ClassicPress Localization Problem – Stopgap Plugin

Seems ClassicPress hasn’t been completely forthcoming with their announcement of their Beta version being ready for use on live sites.

As pointed out in their forums a day ago, localization (using languages other than English) doesn’t always work well. The Customizer doesn’t seem to work with some languages. A bug?

According to the conversation it has been reported in both German and Russian installs of ClassicPress. I return to my previous statements regarding beta software. By definition, it is not ready for live sites.

I know, I know, ClassicPress’ Twitter account keeps tweeting “Are you looking for a #WordPress alternative? #ClassicPress is a fork that is fully compatible with your existing #wp plugins. Migrate today with a single click:” Problem is, they aren’t telling you there are still bugs. Even though they have made that same tweet approximately 6 times since December 15, 2018, they haven’t released an official statement regarding potential issues with regard to non-English languages. I personally don’t think that is fair to those on Twitter who take the advice and switch.

If you are going to use social media to market your project, I believe it is the honest thing to do, to release statements on social media regarding the ongoing testing and apparent bugs being reported.

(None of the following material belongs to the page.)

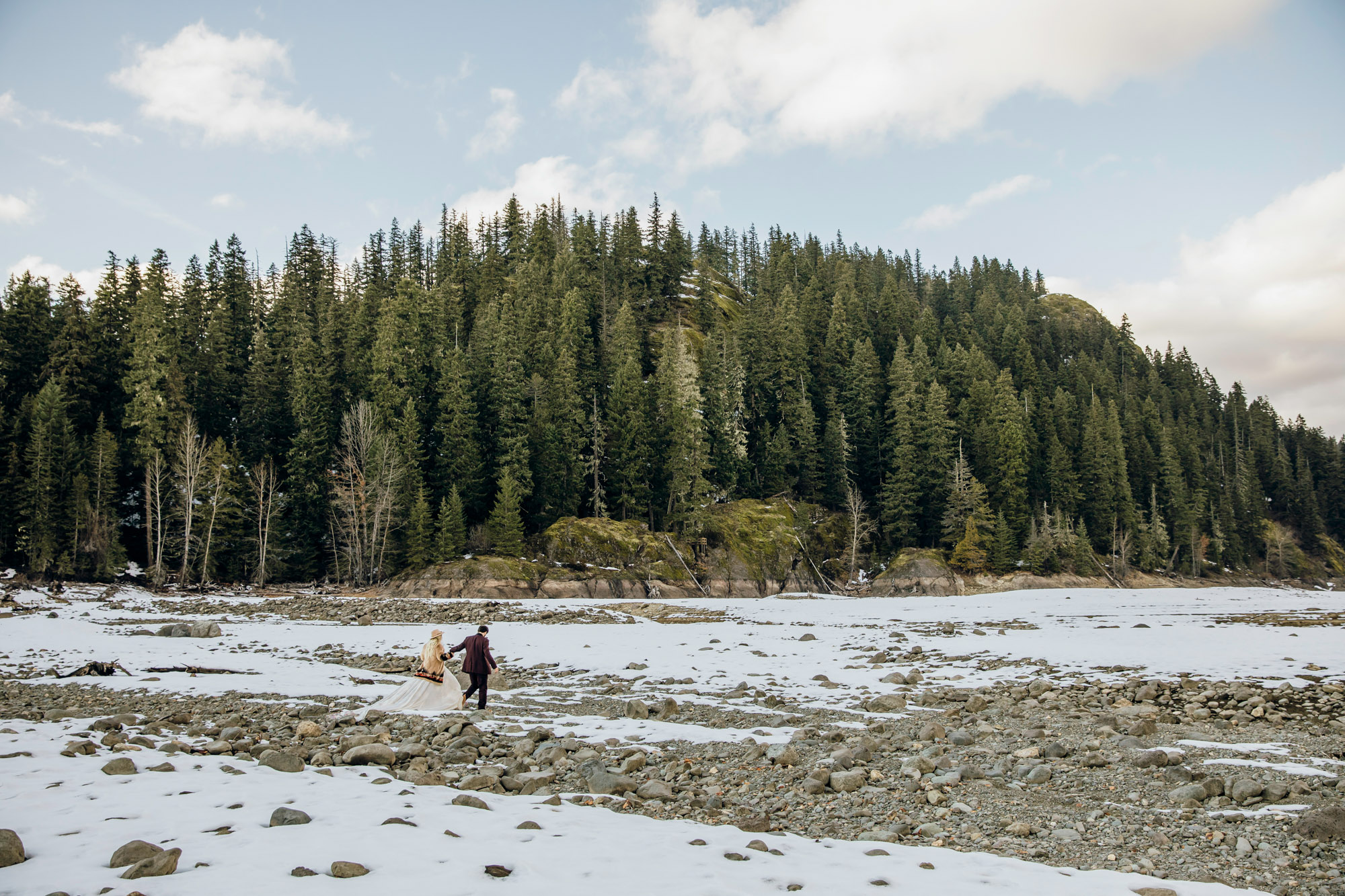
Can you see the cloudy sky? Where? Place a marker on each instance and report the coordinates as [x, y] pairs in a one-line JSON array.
[[1178, 161]]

In all fairness though, I am under the impression that the issue, as described, is related to a fresh install of the beta version of ClassicPress, See here. I haven’t seen anything reported with regard to sites that have switched from an existing WordPress installation. Regardless, if one switches from WordPress on a site, they shouldn’t be left with the impression that if they do a fresh install, it will result in the same behaviors as having switched.

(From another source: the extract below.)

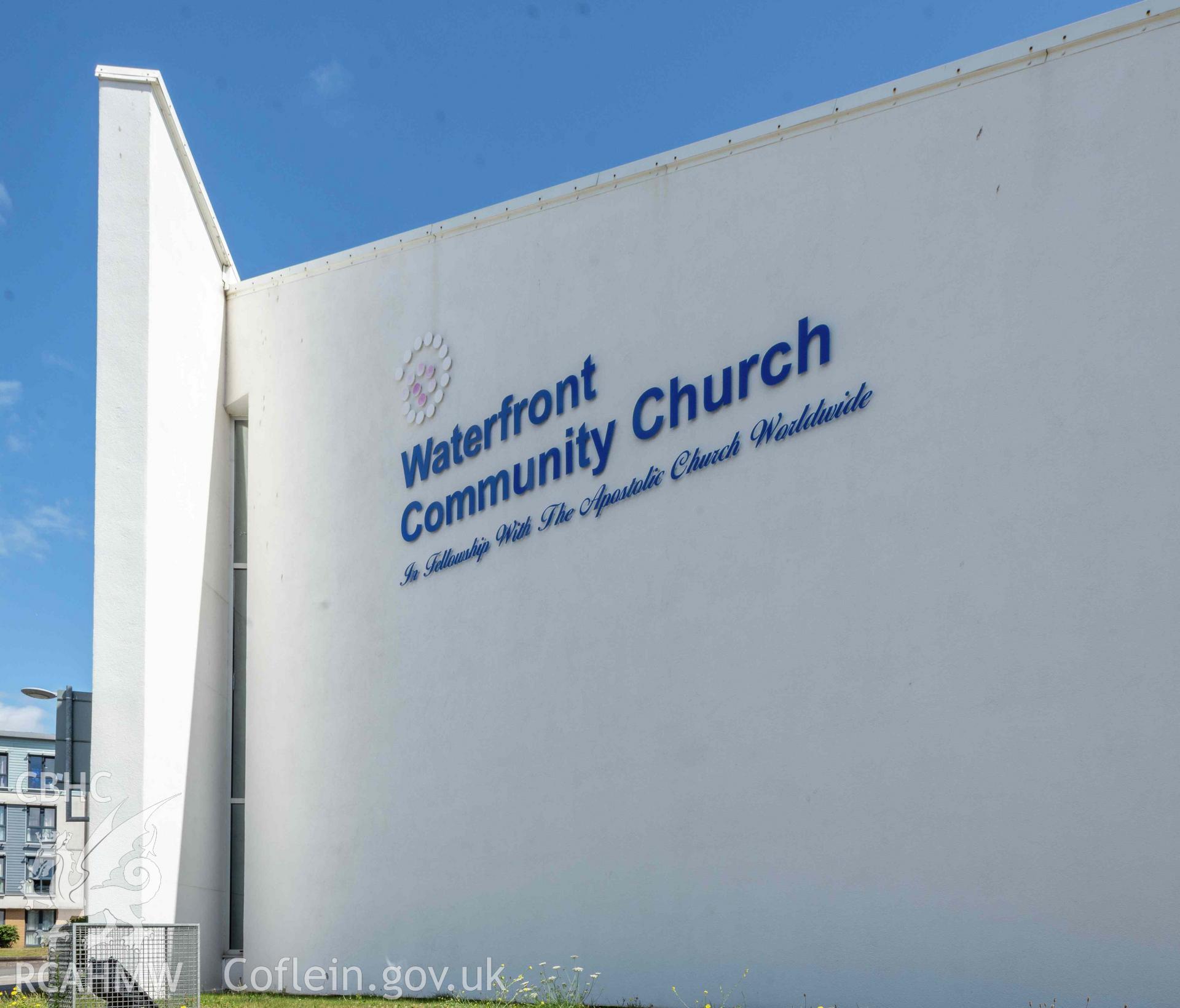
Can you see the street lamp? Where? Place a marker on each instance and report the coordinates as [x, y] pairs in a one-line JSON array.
[[39, 693]]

It would make sense to believe there wouldn’t be much difference, but I haven’t seen a conversation in that regard as it relates to what has been reported on this issue.

As I have stated multiple times in various places, I believe in the ClassicPress project. But I do not agree with the one sided sales pitch being presented. There are problems arising with ClassicPress that aren’t being related in the same places ClassicPress is proclaiming their readiness for live sites, or at least implying the readiness of ClassicPress for switching over from WordPress.

They say “Powerful. Versatile. Predictable”. That may be a goal, but it is not clearly established as currently being the case.

So, in the spirit of spreading the word, there is a stopgap plugin (still experimental) reported as being able to help sites that have switched over to ClassicPress and are using other than English language. The name of that plugin is “Use WordPress Language Packs“. It can be downloaded here. Keep in mind, it is experimental.

As it seems to be becoming more and more clear, ClassicPress is not ready for live sites. Beta versions, by definition are not ready for production sites. My opinion is that users should proceed with extreme caution when someone makes claims to the contrary.

I believe it is sometimes fun to have nothing but flattering things to say about a thing. And it’s great if you can get all of your followers to never say anything that might imply something other than the official statements made by the project leads and owner. However, I believe it is important that the rest of the story gets told.

Individual  users and businesses alike must have the opportunity to have a clear vision of the tools they use for their websites. ClassicPress has great potential. They are doing a lot of work to reach the goals they have set.

They are working toward having their own plugin and theme directories. They are working toward focusing on many different tools that businesses rely upon for their success such as ecommerce and discussion forums. They are even working on ways for their project to generate money for plugin and theme developers (offering free, freemium and premium versions). They are working on a way to offer expert advice and assistance for a fee as well (If I understand what I have seen). They are also working toward a stable release. I will talk more about these things in another post.

BUT they haven’t yet reached any of those goals.

Please do visit their forums. Take a look around. Offer support if you are able to do so.

I am rooting for them, not against them. I just believe in full transparency. I don’t think they have that going for them yet, not in their marketing.

They are a small team. They have a lot on their plates. In my most humble opinion, the tasks ahead are much more than any one person or very small group should consider taking on. However, with the right people giving a little time and helping where they can, I think the project has the potential of being more than what WordPress is. I think ClassicPress can be what businesses look to for stability, flexibility and sound business practices when it comes to developing and maintaining websites.

I know there are people in the small ClassicPress community who see me as their enemy. Some have made strong statements against me. That is to be expected. Feelings get hurt when someone pokes holes in bubbles. But what those people need to realize is, bubbles always pop at some point in time. Better it happens sooner rather than later.